Akel on Tuesday decried what it described as an “Islamic agenda” after a report was sent to Turkish Vice President Cevdet Yilmaz demanding that more religion classes be taught in the north’s schools.
“This is an extension of Turkey’s interference in the Turkish Cypriot education system to make it consistent with the Islamic agenda imposed in Turkey,” the party said.
It added, “as a result, among other things, transfers of teachers from Turkey are being promoted, private religious schools are being strengthened, and pressure is being exerted to establish compulsory religious education in the occupied territories, against the will and the identity of the Turkish Cypriot community.
“Akel supports the Turkish Cypriot community’s right to an independent education system,” it said, saying that this is a “goal supported by the majority of Turkish Cypriot teachers’ unions and progressive political parties”.
To this end, it said its member of the European parliament Giorgos Georgiou had submitted a question to the European Commission, asking whether it is aware of the issue and “what measures it intends to take to support the Turkish Cypriots’ right to an independent education system”.
The issue arose after the Cyprus Turkish educators’ union (Kibtes)’ chairman Himmet Turgut had sent Yilmaz a six-page report demanding more religion in Turkish Cypriot schools.
Turgut, who works at the controversial Hala Sultan theology college in Mia Milia, called for children as young as four years old to be given “religious information courses”, provided by either the north’s religious affairs directorate or by the Turkish embassy in Nicosia’s religious affairs advisory board.
The report also decried the lack of “religious culture and moral knowledge” courses being taught at public schools in the north.

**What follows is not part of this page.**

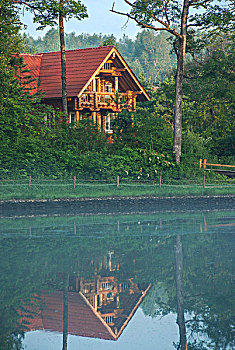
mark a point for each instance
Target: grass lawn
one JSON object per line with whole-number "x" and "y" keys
{"x": 62, "y": 189}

The report then turned its attention to the Republic’s education system, saying religious courses “have a paramount place” in Greek Cypriot schools, and that “the government makes it mandatory to attend religious services before major Greek Orthodox religious holidays in public spaces and to receive a Greek Orthodox religious education”.
Teachers’ trade union Ktoeos leader Selma Eylem was quick to react, describing Kibtes as an “embassy-backed union” and saying its report is part of “efforts to put ideological pressure on teachers”.
Religious culture and moral knowledge courses were first introduced in the north in 2009, with the Hala Sultan theology college being opened three years later in 2012.
Questions have been raised in recent years over what some have seen as an imposition of religion in the north by the Turkish government, which itself has become more religious over recent decades.